Modified virus known as T-vec mounts dual attack on cancer cells
New research has shown that a genetically modified version of the herpes simplex virus could dramatically improve survival rates among some patients with advanced melanoma. This form of skin cancer is the sixth most common in the UK.
Researchers have reported results in the Journal of Clinical Oncology from an international randomised trial involving over 400 patients with inoperable malignant melanoma in the UK, US, Canada and South Africa. Patients received an experimental form of cancer immunotherapy using a modified form of virus called Talimogene laherparepvec – T‑vec for short.
A two-pronged attack on cancer via genetic engineering
T‑vec has had two non-essential viral genes removed. The removal of these genes suppresses the ability of the virus to cause disease, ensures the virus only replicates in tumour cells and does not evade the anti-tumour immune response.
On top of this cancer-cell specificity, T‑vec includes another modification, insertion of the gene for human granulocyte macrophage colony-stimulating factor (GM-CSF), expression of which enhances active immune responses against infected host cells.
This new form of ‘virotherapy’ for cancer therefore cleverly combines two distinct approaches, to both selectively replicate inside tumour cells and induce the host immune system to target and destroy these cells.
Understanding patient responses
Patients in the Phase III clinical trial received either T‑vec (stage III and early stage IV disease) or a control form of immunotherapy (stage III disease only). Over 16% of those who received T‑vec showed a treatment response lasting six months or more, compared with just over 2% of those who received the control immunotherapy – a significant difference.
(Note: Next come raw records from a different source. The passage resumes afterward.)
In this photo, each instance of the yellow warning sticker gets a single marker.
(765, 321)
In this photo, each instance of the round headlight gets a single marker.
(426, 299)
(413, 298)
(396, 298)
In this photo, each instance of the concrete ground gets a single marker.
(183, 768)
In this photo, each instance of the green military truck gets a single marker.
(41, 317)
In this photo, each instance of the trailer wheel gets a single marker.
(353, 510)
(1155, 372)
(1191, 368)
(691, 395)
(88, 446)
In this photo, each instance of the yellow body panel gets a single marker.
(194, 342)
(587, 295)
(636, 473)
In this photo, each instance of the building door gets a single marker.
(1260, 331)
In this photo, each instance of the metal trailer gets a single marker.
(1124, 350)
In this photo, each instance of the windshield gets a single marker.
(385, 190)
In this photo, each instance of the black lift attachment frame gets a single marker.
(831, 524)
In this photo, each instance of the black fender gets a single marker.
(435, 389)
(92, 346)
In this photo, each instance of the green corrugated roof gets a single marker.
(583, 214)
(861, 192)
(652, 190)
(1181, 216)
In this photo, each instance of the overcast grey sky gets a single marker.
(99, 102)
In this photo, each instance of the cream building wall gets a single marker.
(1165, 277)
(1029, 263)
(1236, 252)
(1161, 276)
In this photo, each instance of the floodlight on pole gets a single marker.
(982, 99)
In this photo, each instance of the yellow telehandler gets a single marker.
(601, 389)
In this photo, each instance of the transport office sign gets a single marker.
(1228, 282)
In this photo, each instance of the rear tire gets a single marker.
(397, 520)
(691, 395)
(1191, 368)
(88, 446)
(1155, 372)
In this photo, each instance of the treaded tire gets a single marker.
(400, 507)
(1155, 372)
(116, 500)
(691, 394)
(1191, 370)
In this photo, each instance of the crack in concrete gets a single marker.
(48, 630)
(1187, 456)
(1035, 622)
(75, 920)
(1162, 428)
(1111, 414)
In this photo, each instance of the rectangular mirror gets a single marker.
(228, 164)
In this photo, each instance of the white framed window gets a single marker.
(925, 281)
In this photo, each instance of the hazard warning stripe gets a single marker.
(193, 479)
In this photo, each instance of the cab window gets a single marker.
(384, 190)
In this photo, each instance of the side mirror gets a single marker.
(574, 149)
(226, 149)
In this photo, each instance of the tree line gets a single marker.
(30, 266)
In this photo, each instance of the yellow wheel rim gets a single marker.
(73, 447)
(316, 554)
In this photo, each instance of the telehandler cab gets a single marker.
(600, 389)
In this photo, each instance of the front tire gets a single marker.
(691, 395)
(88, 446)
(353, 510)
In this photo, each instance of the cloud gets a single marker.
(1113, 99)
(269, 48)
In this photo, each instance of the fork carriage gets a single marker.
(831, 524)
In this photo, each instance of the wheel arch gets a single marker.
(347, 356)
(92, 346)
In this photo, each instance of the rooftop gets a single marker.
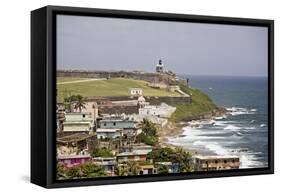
(73, 138)
(216, 157)
(133, 153)
(73, 156)
(107, 130)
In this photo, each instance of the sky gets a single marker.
(99, 43)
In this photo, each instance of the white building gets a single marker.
(108, 133)
(163, 110)
(135, 91)
(78, 122)
(160, 67)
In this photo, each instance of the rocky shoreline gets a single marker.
(175, 129)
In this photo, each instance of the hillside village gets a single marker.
(118, 135)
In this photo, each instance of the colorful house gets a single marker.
(147, 169)
(73, 160)
(116, 122)
(137, 155)
(77, 123)
(108, 133)
(107, 163)
(208, 163)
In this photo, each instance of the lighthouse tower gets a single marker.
(160, 67)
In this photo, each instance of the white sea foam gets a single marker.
(199, 136)
(232, 128)
(234, 111)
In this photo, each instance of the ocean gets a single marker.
(243, 133)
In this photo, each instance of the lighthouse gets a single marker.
(160, 67)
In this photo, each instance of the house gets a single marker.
(147, 169)
(137, 155)
(74, 143)
(208, 163)
(107, 163)
(127, 125)
(115, 122)
(135, 92)
(92, 108)
(163, 110)
(160, 67)
(136, 147)
(174, 88)
(108, 133)
(73, 160)
(77, 123)
(60, 114)
(172, 167)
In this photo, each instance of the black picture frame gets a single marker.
(43, 90)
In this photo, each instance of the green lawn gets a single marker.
(111, 87)
(201, 103)
(67, 79)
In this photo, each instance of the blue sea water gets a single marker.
(244, 132)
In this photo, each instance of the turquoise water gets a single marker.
(244, 132)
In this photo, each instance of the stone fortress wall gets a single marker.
(164, 78)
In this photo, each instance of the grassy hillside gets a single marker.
(111, 87)
(201, 104)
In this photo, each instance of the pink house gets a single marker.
(73, 160)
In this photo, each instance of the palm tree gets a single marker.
(120, 171)
(133, 168)
(183, 158)
(80, 103)
(148, 128)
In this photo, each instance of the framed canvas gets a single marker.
(126, 96)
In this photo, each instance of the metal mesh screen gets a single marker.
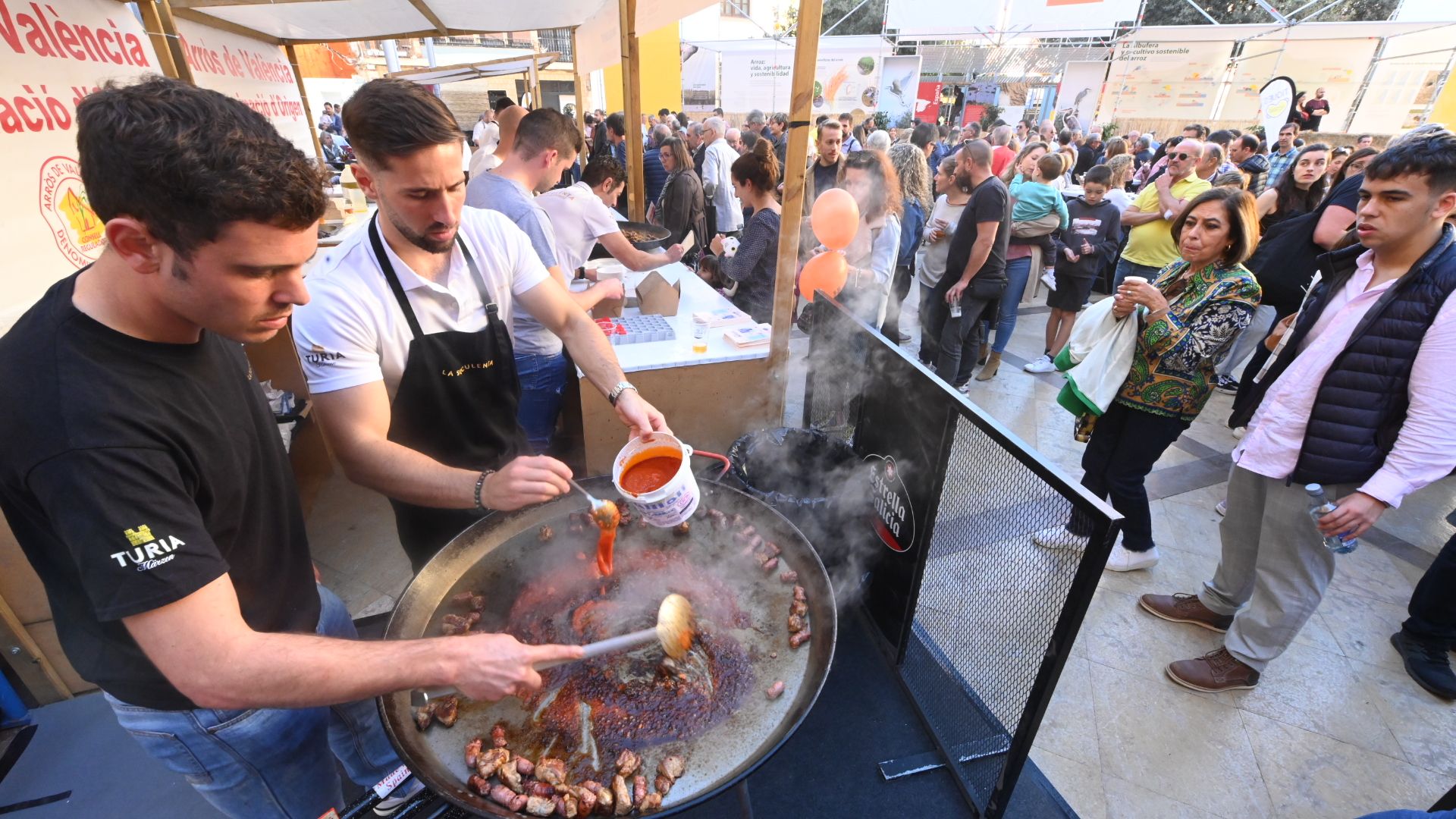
(995, 614)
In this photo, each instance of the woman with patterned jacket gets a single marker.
(1193, 311)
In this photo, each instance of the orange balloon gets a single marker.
(835, 219)
(826, 271)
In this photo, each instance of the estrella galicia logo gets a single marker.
(147, 551)
(893, 518)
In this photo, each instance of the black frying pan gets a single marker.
(503, 553)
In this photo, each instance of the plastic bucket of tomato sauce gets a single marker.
(655, 477)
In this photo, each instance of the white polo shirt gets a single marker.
(353, 331)
(579, 218)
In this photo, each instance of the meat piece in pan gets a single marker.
(510, 777)
(622, 796)
(551, 771)
(491, 761)
(628, 763)
(672, 767)
(446, 710)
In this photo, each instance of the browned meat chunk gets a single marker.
(447, 710)
(491, 761)
(551, 771)
(622, 796)
(628, 763)
(503, 795)
(510, 777)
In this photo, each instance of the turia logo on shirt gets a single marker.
(147, 550)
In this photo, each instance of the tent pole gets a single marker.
(632, 107)
(582, 93)
(303, 95)
(805, 55)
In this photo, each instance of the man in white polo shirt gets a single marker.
(405, 341)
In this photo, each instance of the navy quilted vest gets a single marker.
(1363, 398)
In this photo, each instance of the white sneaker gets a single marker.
(1059, 538)
(1125, 560)
(1041, 365)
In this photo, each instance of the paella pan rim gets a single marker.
(498, 529)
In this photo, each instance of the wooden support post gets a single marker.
(169, 28)
(152, 20)
(582, 93)
(303, 96)
(632, 107)
(795, 168)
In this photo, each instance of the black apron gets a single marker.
(456, 403)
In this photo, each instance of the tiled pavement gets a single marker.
(1334, 730)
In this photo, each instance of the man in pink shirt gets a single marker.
(1359, 401)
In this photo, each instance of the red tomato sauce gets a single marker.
(653, 472)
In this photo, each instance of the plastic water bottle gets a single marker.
(1320, 506)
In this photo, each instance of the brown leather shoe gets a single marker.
(1213, 672)
(1185, 608)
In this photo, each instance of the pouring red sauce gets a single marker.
(651, 472)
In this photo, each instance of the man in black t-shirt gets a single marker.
(149, 488)
(974, 265)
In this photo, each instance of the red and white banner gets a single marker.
(52, 55)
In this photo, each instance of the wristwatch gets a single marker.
(618, 390)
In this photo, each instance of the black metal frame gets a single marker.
(839, 337)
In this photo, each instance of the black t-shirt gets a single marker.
(989, 203)
(136, 472)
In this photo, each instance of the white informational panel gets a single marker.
(1332, 64)
(52, 57)
(699, 77)
(1018, 18)
(1081, 89)
(899, 80)
(1158, 79)
(254, 72)
(1402, 83)
(759, 74)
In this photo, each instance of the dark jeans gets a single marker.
(1125, 447)
(899, 289)
(1433, 604)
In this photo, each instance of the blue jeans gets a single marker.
(1017, 275)
(544, 378)
(270, 763)
(1126, 268)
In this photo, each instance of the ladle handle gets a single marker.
(607, 648)
(590, 651)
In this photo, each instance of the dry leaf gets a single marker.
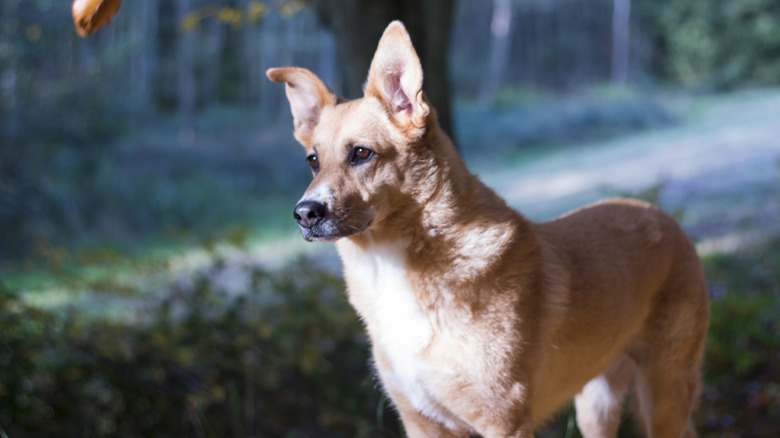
(91, 15)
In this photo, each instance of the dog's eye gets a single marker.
(314, 162)
(360, 155)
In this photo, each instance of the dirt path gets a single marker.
(721, 166)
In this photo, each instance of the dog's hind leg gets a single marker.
(668, 383)
(600, 402)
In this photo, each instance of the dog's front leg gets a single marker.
(418, 425)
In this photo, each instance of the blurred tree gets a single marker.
(186, 75)
(621, 19)
(499, 50)
(359, 24)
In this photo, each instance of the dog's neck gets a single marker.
(455, 229)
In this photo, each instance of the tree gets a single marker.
(621, 16)
(358, 24)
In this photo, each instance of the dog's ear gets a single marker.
(307, 95)
(395, 77)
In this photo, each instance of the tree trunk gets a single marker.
(499, 51)
(621, 16)
(358, 25)
(186, 75)
(212, 67)
(8, 73)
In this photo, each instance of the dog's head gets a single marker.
(361, 152)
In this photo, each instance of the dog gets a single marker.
(480, 321)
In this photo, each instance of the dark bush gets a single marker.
(286, 359)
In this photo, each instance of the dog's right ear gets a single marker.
(307, 95)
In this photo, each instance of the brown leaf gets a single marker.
(91, 15)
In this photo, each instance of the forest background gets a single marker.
(152, 282)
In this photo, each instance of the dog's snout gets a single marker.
(309, 213)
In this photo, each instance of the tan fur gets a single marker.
(481, 321)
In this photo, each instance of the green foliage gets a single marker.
(286, 359)
(524, 118)
(741, 395)
(715, 44)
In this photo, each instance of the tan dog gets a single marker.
(482, 322)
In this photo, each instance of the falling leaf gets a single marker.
(91, 15)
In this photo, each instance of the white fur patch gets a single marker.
(398, 326)
(479, 247)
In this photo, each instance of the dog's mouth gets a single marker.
(329, 230)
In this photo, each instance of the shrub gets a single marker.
(286, 359)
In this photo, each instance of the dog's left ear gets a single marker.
(307, 95)
(395, 77)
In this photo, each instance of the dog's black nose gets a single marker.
(308, 213)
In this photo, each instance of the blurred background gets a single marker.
(153, 282)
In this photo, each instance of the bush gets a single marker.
(715, 44)
(741, 395)
(287, 359)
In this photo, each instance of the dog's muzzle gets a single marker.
(310, 216)
(309, 213)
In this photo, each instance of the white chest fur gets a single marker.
(380, 291)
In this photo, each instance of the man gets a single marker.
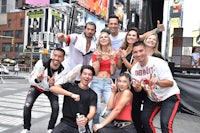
(117, 38)
(153, 75)
(73, 92)
(45, 75)
(81, 46)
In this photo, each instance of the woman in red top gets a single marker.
(104, 61)
(120, 102)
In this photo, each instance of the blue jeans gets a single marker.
(30, 100)
(102, 86)
(167, 108)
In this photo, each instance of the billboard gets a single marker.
(41, 26)
(98, 7)
(38, 2)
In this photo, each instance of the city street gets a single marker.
(12, 97)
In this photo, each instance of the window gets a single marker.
(18, 34)
(6, 47)
(19, 47)
(9, 23)
(21, 22)
(3, 6)
(8, 33)
(16, 4)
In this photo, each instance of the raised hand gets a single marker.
(76, 97)
(160, 26)
(61, 37)
(40, 76)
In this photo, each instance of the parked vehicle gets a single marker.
(3, 69)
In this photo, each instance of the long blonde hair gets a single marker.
(99, 47)
(155, 49)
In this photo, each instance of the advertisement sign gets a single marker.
(38, 2)
(98, 7)
(41, 27)
(99, 23)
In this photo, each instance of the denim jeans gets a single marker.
(62, 127)
(102, 86)
(30, 100)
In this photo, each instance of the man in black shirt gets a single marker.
(78, 98)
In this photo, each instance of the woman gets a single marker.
(195, 56)
(132, 36)
(104, 61)
(120, 102)
(152, 42)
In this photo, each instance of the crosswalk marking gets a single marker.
(11, 109)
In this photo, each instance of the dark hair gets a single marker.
(113, 16)
(125, 43)
(193, 49)
(105, 30)
(138, 43)
(90, 23)
(61, 50)
(88, 67)
(127, 75)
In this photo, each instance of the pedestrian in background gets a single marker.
(195, 56)
(78, 98)
(153, 75)
(16, 69)
(43, 76)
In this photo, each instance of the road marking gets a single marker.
(11, 109)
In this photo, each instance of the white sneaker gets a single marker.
(49, 131)
(25, 131)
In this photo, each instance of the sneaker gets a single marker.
(25, 131)
(49, 131)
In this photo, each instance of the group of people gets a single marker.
(119, 67)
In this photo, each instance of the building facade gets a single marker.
(12, 35)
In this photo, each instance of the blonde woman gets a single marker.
(104, 61)
(152, 42)
(131, 37)
(120, 102)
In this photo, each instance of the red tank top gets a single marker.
(104, 64)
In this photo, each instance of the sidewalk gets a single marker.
(20, 75)
(183, 123)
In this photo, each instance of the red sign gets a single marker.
(100, 7)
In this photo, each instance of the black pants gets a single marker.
(139, 97)
(167, 108)
(110, 128)
(30, 100)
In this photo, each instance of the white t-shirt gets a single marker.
(158, 68)
(77, 51)
(196, 57)
(116, 42)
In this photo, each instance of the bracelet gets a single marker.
(87, 119)
(157, 31)
(157, 82)
(37, 81)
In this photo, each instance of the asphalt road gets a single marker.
(12, 96)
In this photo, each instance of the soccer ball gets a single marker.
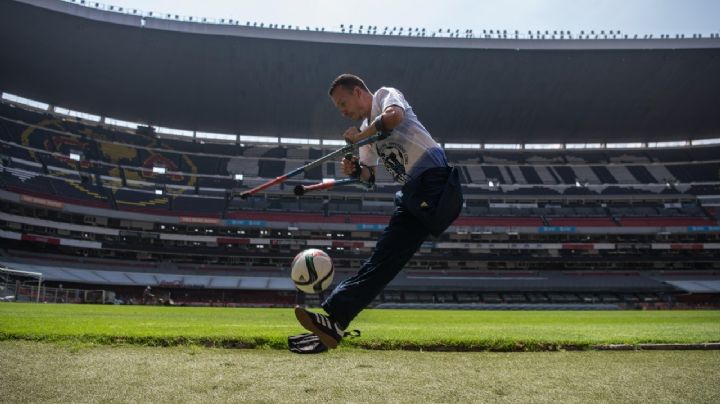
(312, 271)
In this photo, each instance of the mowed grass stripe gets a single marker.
(382, 329)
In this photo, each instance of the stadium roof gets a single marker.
(259, 81)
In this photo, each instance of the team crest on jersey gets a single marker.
(395, 159)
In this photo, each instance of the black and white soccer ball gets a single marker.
(312, 271)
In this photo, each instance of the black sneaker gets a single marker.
(329, 331)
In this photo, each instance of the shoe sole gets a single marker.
(304, 319)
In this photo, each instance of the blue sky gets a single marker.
(628, 16)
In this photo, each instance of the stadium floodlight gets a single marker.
(701, 142)
(217, 136)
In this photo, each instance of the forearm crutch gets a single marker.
(309, 166)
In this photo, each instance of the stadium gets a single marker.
(590, 162)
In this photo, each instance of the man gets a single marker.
(428, 203)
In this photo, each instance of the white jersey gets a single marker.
(409, 150)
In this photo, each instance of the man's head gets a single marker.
(351, 96)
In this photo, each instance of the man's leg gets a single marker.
(401, 239)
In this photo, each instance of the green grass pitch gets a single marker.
(381, 329)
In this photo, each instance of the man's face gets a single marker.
(348, 102)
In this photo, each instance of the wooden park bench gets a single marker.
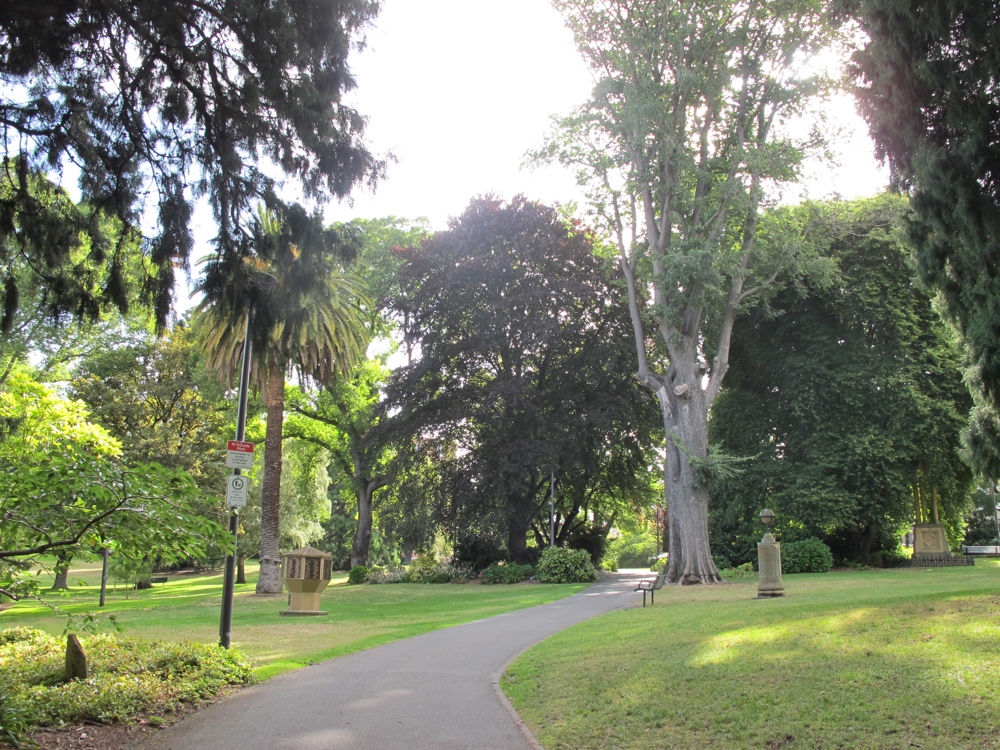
(652, 586)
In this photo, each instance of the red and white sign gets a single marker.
(239, 455)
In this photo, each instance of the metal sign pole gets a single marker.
(229, 580)
(552, 509)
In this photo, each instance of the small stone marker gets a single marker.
(76, 660)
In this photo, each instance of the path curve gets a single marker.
(436, 690)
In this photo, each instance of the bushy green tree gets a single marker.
(926, 84)
(524, 370)
(156, 104)
(679, 146)
(846, 400)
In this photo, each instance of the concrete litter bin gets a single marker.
(305, 573)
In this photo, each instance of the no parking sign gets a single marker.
(236, 492)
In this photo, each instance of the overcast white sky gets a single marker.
(459, 90)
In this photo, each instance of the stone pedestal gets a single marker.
(929, 539)
(769, 565)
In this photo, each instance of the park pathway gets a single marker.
(436, 690)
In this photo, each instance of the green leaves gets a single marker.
(69, 500)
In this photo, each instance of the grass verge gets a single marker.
(873, 659)
(188, 607)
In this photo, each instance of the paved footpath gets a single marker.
(437, 690)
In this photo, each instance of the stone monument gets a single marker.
(769, 560)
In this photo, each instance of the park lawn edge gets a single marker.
(868, 659)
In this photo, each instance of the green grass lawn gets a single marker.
(905, 658)
(188, 607)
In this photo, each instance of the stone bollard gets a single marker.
(76, 660)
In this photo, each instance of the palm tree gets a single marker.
(305, 315)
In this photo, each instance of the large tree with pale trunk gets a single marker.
(683, 140)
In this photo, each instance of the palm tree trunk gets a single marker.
(269, 581)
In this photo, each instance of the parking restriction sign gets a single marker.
(236, 492)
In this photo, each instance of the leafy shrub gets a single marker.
(590, 538)
(739, 572)
(358, 574)
(504, 572)
(13, 723)
(127, 677)
(806, 556)
(561, 565)
(476, 553)
(397, 574)
(890, 558)
(426, 569)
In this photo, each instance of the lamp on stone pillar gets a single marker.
(769, 560)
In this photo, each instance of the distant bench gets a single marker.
(652, 587)
(981, 550)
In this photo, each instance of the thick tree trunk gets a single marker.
(685, 419)
(363, 537)
(269, 581)
(63, 560)
(518, 525)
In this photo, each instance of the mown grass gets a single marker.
(905, 658)
(188, 607)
On average, the T‑vec patients survived for 41 months, almost twice as long as the control patient average of 21.5 months; some T-vec recipients showed responses lasting more than three years.
A first line of attack?
The first major clinical trial of virotherapy for skin cancer has therefore shown promising results. One important observation was that patients with earlier stage disease and those who had not received any prior treatment showed the most dramatic responses, suggesting that T‑vec may be a suitable first-line treatment for metastatic melanoma where surgical removal is not an option. Ongoing trials will investigate this.
Researchers also need to discover why some patients respond to T‑vec while others do not – this could relate to the precise genetic features of their tumours, potentially requiring a form of companion diagnostic genomic testing to identify those who can really benefit.